I discovered something weird in bash I can't explain. When I initialize an array using the bracket notation with a quoted string (single and double), the string is placed as the first element of the array. When I put the string in a variable and I do the same withe the variable, the string is split properly delimited by IFS.

#/bin/bash
test1="hello my name is mr nobody"
array1=($test1)
test2='hello my name is mr nobody'
array2=($test2)
array3=("Hello my name is mr nobody")
array4=('Hello my name is mr nobody')
declare -p array1
declare -p array2
declare -p array3
declare -p array4

The output:

declare -a array1='([0]="hello" [1]="my" [2]="name" [3]="is" [4]="mr" [5]="nobody")'
declare -a array2='([0]="hello" [1]="my" [2]="name" [3]="is" [4]="mr" [5]="nobody")'
declare -a array3='([0]="Hello my name is mr nobody")'
declare -a array4='([0]="Hello my name is mr nobody")'

What exactly happening, and what is different between the two methods?

Answer 1

There is no difference between a string and a string in a variable. Consequently, the following two are identical:

> test1="hello my name is mr nobody"
> array1=($test1)

> array2=(hello my name is mr nobody)

So are the following two:

> test2="hello my name is mr nobody"
> array3=("$test2")

> array4=("hello my name is mr nobody")

The string does not "remember" that some or all of its characters were quoted. The quotes are entirely syntactic, and are interpreted (once) by the bash interpreter.

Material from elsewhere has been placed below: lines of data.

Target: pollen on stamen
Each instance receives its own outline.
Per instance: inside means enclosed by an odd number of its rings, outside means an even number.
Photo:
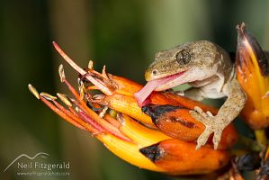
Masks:
[[[85,85],[82,81],[79,82],[80,85],[79,85],[79,96],[80,96],[80,99],[83,100],[84,99],[84,96],[85,96]]]
[[[99,113],[100,118],[103,118],[103,116],[106,113],[106,111],[108,110],[108,106],[104,106],[104,108],[102,110],[102,112]]]
[[[37,98],[40,99],[40,94],[31,84],[28,85],[29,91]]]
[[[66,75],[65,75],[65,71],[64,71],[64,66],[61,64],[58,66],[58,75],[59,75],[59,78],[60,78],[60,82],[63,83],[66,79]]]
[[[40,95],[42,96],[42,97],[44,97],[45,99],[47,99],[47,100],[49,100],[49,101],[52,101],[52,100],[56,100],[56,99],[57,99],[56,96],[51,95],[51,94],[48,94],[48,93],[45,93],[45,92],[41,92],[41,93],[40,94]]]
[[[72,106],[72,103],[68,100],[68,98],[60,93],[56,94],[57,96],[67,106],[71,107]]]
[[[93,69],[93,68],[94,68],[94,62],[93,62],[93,60],[90,60],[90,61],[89,61],[88,68],[89,68],[89,69]]]

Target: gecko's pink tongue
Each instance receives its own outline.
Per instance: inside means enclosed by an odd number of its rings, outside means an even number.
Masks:
[[[172,81],[181,76],[183,73],[178,73],[172,75],[164,78],[156,79],[148,81],[147,85],[139,92],[134,94],[134,97],[137,100],[137,103],[139,107],[146,105],[149,101],[147,101],[147,98],[149,94],[158,86],[166,84],[169,81]]]

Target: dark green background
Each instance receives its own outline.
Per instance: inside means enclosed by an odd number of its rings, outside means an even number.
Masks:
[[[3,170],[17,156],[38,152],[55,162],[70,162],[71,176],[63,179],[172,178],[123,162],[29,93],[28,83],[40,91],[67,92],[58,76],[60,63],[76,85],[77,75],[51,41],[82,67],[93,59],[97,70],[105,64],[108,72],[145,83],[143,71],[155,52],[197,40],[232,51],[235,26],[241,22],[269,50],[268,9],[265,0],[2,0],[0,179],[36,179],[19,177],[15,166]]]

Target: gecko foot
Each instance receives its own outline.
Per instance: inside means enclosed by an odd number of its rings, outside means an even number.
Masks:
[[[194,107],[193,111],[190,111],[191,115],[197,121],[204,124],[205,130],[197,140],[196,150],[205,145],[210,135],[214,132],[213,144],[214,149],[217,149],[220,141],[223,129],[227,126],[219,119],[218,116],[213,116],[211,112],[204,112],[200,107]]]

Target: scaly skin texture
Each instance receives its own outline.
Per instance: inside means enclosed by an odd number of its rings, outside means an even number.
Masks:
[[[205,130],[197,140],[196,149],[206,143],[212,132],[216,149],[223,129],[239,114],[246,102],[246,94],[235,77],[234,69],[234,64],[222,48],[207,40],[200,40],[157,52],[155,61],[146,70],[145,77],[147,81],[151,81],[182,73],[156,91],[188,83],[193,88],[185,91],[184,95],[189,98],[201,101],[204,98],[228,97],[215,116],[210,112],[202,112],[200,107],[190,111],[205,126]]]

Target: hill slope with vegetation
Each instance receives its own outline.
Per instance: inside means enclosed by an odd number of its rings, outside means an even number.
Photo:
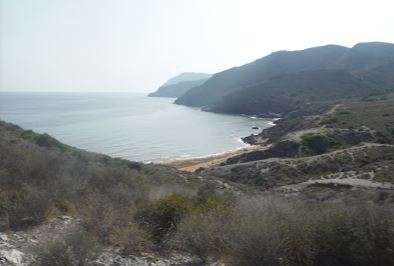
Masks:
[[[203,85],[178,98],[176,103],[215,112],[259,114],[263,109],[264,112],[284,113],[289,108],[282,108],[286,104],[281,103],[287,103],[289,99],[283,97],[283,91],[293,95],[297,101],[307,103],[322,91],[336,90],[338,83],[334,81],[341,83],[344,73],[357,80],[356,84],[348,84],[349,87],[341,86],[342,93],[347,97],[365,95],[363,87],[369,87],[370,94],[392,90],[393,62],[394,44],[389,43],[360,43],[353,48],[328,45],[302,51],[279,51],[250,64],[215,74]],[[327,83],[326,76],[322,75],[325,71],[338,74],[332,84]],[[289,78],[297,80],[300,86],[295,88]],[[354,90],[355,85],[360,86],[361,90]],[[303,87],[306,89],[303,90]],[[338,96],[329,99],[342,99]],[[252,107],[239,108],[251,102]]]
[[[261,192],[226,181],[232,174],[110,158],[4,122],[0,149],[4,265],[393,263],[390,190],[289,194],[283,184],[308,176],[283,170]]]
[[[149,97],[170,97],[177,98],[183,96],[191,88],[198,87],[208,79],[199,79],[192,81],[182,81],[179,83],[161,86],[155,92],[149,93]]]

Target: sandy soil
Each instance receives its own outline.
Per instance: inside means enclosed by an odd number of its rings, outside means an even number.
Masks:
[[[174,166],[181,171],[194,172],[200,167],[210,167],[210,166],[219,165],[220,163],[226,161],[230,157],[247,153],[250,151],[265,150],[268,147],[269,147],[268,145],[265,146],[251,145],[251,146],[246,146],[243,148],[227,151],[217,155],[208,155],[204,157],[194,157],[189,159],[176,159],[176,160],[163,161],[160,163]]]

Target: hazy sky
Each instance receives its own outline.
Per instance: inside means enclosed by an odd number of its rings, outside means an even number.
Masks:
[[[0,89],[152,91],[276,50],[394,42],[392,0],[0,0]]]

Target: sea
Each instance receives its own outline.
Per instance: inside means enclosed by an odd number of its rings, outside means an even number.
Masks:
[[[270,119],[217,114],[134,93],[0,92],[0,120],[124,159],[158,162],[220,154]],[[253,129],[258,127],[259,129]]]

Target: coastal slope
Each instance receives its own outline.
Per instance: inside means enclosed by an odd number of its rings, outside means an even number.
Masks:
[[[237,97],[248,97],[248,94],[253,92],[250,99],[258,93],[258,98],[264,100],[263,94],[266,91],[262,84],[269,83],[271,79],[293,75],[299,80],[299,84],[307,83],[310,77],[307,77],[305,73],[322,70],[338,70],[339,75],[346,72],[355,79],[360,79],[360,81],[368,84],[372,89],[371,93],[374,93],[374,90],[393,88],[391,78],[393,62],[394,44],[390,43],[360,43],[352,48],[327,45],[301,51],[279,51],[250,64],[217,73],[203,85],[191,89],[184,96],[178,98],[175,103],[204,107],[207,111],[242,113],[243,110],[238,111],[236,108],[224,107],[229,100],[229,98],[225,99],[228,95],[234,93],[233,96],[229,97],[236,99]],[[380,68],[384,69],[383,73],[387,74],[380,74]],[[297,73],[300,74],[297,76]],[[382,75],[385,75],[385,77],[383,78]],[[377,83],[377,80],[379,80],[379,83]],[[320,83],[323,84],[324,82],[323,77]],[[273,84],[275,85],[275,82]],[[289,85],[291,83],[282,83],[273,96],[281,97],[282,90],[289,91],[291,89]],[[255,87],[255,89],[250,89],[250,87]],[[349,89],[352,90],[352,88],[353,86],[350,86]],[[344,93],[346,93],[345,89],[343,90]],[[294,94],[297,93],[300,92],[294,92]],[[309,102],[308,98],[301,98],[300,100]],[[276,106],[277,103],[276,101],[255,101],[255,105]],[[233,104],[234,100],[229,100],[229,102]],[[240,100],[238,104],[241,105],[243,102],[244,100]],[[254,113],[258,114],[258,110]]]

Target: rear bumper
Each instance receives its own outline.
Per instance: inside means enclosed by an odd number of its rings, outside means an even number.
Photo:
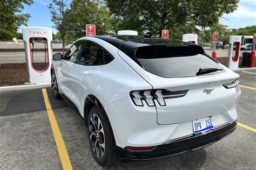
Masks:
[[[195,151],[208,146],[228,136],[237,128],[237,121],[199,136],[191,136],[171,143],[156,146],[150,151],[134,151],[117,146],[117,157],[122,160],[150,160]]]

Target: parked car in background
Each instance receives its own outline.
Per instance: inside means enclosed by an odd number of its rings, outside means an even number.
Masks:
[[[60,43],[60,40],[58,39],[54,39],[51,41],[53,43]]]
[[[253,48],[253,44],[249,44],[246,45],[245,47],[245,49],[246,50],[252,50]],[[254,49],[256,49],[256,43],[254,45]]]

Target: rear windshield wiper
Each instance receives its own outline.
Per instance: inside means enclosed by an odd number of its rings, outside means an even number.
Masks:
[[[205,74],[215,72],[217,71],[221,71],[223,69],[219,69],[217,68],[199,68],[198,72],[197,73],[196,75],[199,75],[201,74]]]

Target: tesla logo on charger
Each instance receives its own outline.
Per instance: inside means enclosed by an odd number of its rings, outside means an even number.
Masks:
[[[162,30],[162,38],[167,39],[169,38],[169,30]]]
[[[86,36],[96,36],[95,25],[87,24],[86,25]]]
[[[217,31],[213,32],[213,41],[218,42],[219,40],[219,32]]]
[[[204,90],[204,91],[203,91],[203,93],[204,93],[205,92],[205,93],[207,94],[207,95],[210,95],[211,94],[211,93],[214,90],[214,89],[205,89]]]
[[[29,33],[30,34],[46,34],[46,32],[45,31],[29,31]]]

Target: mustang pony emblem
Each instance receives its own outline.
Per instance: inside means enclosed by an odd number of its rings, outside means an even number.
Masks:
[[[214,89],[205,89],[204,91],[203,91],[203,93],[205,93],[207,94],[210,95],[211,94],[211,92],[213,91]]]

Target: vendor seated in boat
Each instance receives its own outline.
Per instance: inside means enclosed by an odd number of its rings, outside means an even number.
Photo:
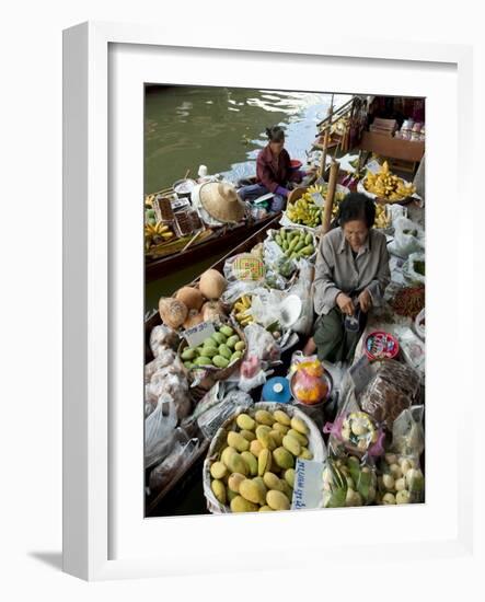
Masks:
[[[285,208],[292,182],[301,182],[305,172],[291,166],[290,155],[285,147],[285,130],[275,126],[266,128],[268,143],[259,151],[256,160],[256,184],[243,186],[238,190],[243,200],[255,200],[273,193],[270,210],[278,212]]]
[[[339,205],[334,229],[321,240],[314,278],[313,337],[303,354],[351,363],[373,306],[391,280],[385,235],[373,227],[376,205],[350,193]]]

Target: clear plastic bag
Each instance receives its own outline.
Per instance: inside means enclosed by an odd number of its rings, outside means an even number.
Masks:
[[[297,294],[301,299],[301,314],[291,329],[300,335],[309,335],[313,326],[313,276],[314,268],[304,261],[298,262],[299,278],[289,290],[289,294]]]
[[[392,427],[392,448],[403,455],[419,455],[425,451],[423,418],[425,406],[416,405],[404,409]]]
[[[425,265],[426,256],[424,253],[412,253],[403,265],[404,277],[412,283],[424,285],[426,282]],[[423,274],[420,274],[419,268]]]
[[[355,387],[349,384],[334,422],[323,432],[330,433],[328,447],[335,455],[353,453],[359,458],[376,458],[384,453],[384,429],[360,407]]]
[[[177,343],[178,335],[165,324],[155,326],[150,333],[150,349],[154,358],[165,349],[175,349]]]
[[[419,374],[395,360],[374,362],[377,373],[360,394],[359,404],[391,431],[397,416],[413,405],[419,393]]]
[[[388,245],[390,253],[406,258],[412,253],[423,251],[424,246],[425,232],[418,223],[407,218],[394,221],[394,240]]]
[[[322,476],[324,508],[369,506],[376,500],[376,466],[356,455],[328,458]]]
[[[187,465],[198,453],[200,441],[196,438],[188,441],[176,441],[170,454],[153,468],[149,477],[149,495],[164,489],[172,481],[183,474]]]
[[[155,409],[145,420],[145,467],[160,462],[173,445],[176,405],[170,395],[161,395]]]
[[[388,452],[378,466],[378,505],[418,503],[425,498],[419,456]]]
[[[236,407],[249,408],[253,405],[251,395],[243,391],[230,391],[222,400],[211,405],[197,418],[197,425],[206,439],[212,439],[219,428],[234,414]]]

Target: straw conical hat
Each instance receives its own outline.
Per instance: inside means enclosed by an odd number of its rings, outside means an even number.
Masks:
[[[238,222],[244,217],[245,204],[230,184],[208,182],[200,187],[199,198],[209,216],[219,221]]]

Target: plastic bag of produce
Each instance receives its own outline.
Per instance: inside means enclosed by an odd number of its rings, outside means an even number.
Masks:
[[[334,422],[327,422],[323,432],[330,433],[328,447],[335,455],[353,453],[359,458],[374,458],[384,453],[384,429],[367,412],[362,412],[349,384]]]
[[[419,394],[419,374],[395,360],[374,362],[376,375],[359,397],[363,412],[391,431],[397,416],[413,405]]]
[[[155,409],[145,420],[145,467],[160,462],[171,451],[175,425],[176,405],[171,395],[159,397]]]
[[[178,335],[176,332],[165,326],[165,324],[155,326],[150,333],[150,349],[154,358],[166,349],[175,349],[177,341]]]
[[[388,245],[390,253],[406,258],[412,253],[423,251],[424,246],[425,232],[418,223],[407,218],[394,221],[394,240]]]
[[[199,448],[200,441],[196,438],[188,441],[176,441],[170,454],[151,471],[148,481],[148,495],[161,491],[172,481],[178,478],[197,455]]]
[[[396,452],[419,458],[425,451],[424,416],[424,405],[412,406],[397,416],[392,426],[392,448]]]
[[[391,451],[378,466],[377,503],[418,503],[425,499],[425,477],[419,456]]]
[[[308,262],[298,262],[299,278],[289,290],[301,299],[301,314],[291,329],[300,335],[309,335],[313,326],[313,277],[314,269]]]
[[[222,424],[234,414],[236,407],[249,408],[253,403],[251,395],[244,391],[230,391],[198,415],[197,425],[206,439],[212,439]]]
[[[426,282],[426,257],[424,253],[412,253],[403,265],[404,277],[412,283]]]

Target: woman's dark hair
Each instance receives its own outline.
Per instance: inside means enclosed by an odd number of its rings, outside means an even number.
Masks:
[[[363,221],[372,228],[376,220],[376,205],[371,198],[361,193],[349,193],[338,206],[336,225],[343,227],[348,221]]]
[[[267,127],[266,136],[268,137],[269,142],[285,141],[285,130],[281,126]]]

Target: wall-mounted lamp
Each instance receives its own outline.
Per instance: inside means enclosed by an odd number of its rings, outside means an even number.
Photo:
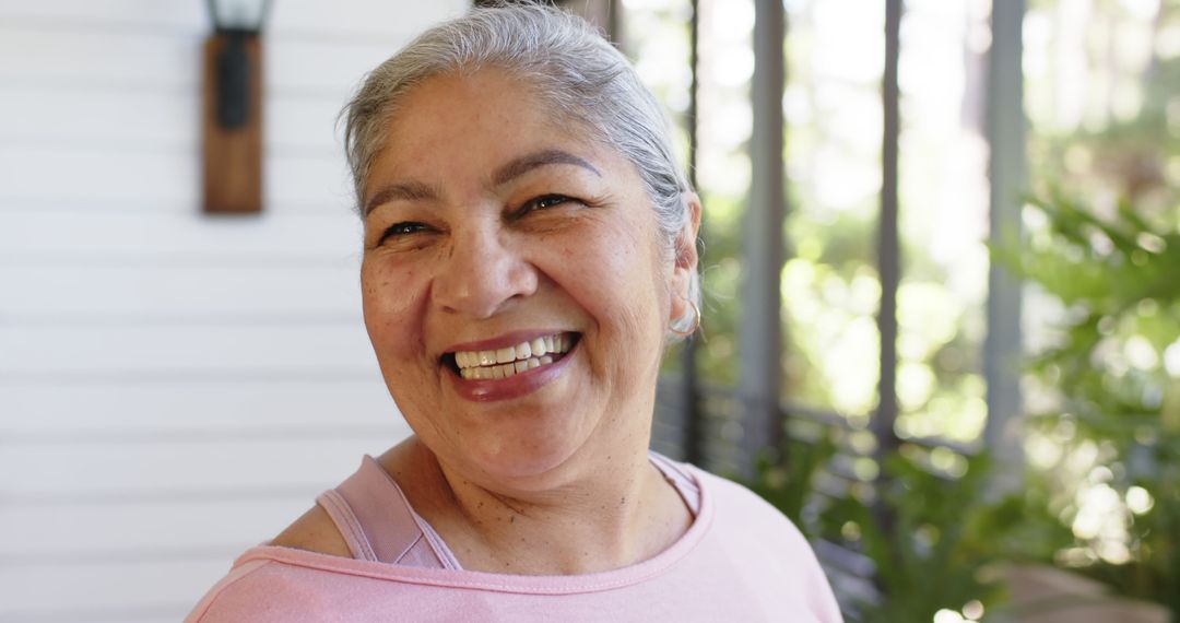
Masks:
[[[206,0],[204,210],[262,211],[262,46],[270,0]]]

This is not significantly different from other languages: in C or Python, the string "abc" has three characters, not five; the quotes were only used to indicate that the literal is a string. In bash, however, it is possible (sometimes) to write a string without quotes, something not allowed by many other languages.

Word splitting is performed on unquoted strings, so it is performed on $test1 and a string, and not performed on the quoted versions "$test1" and "a string".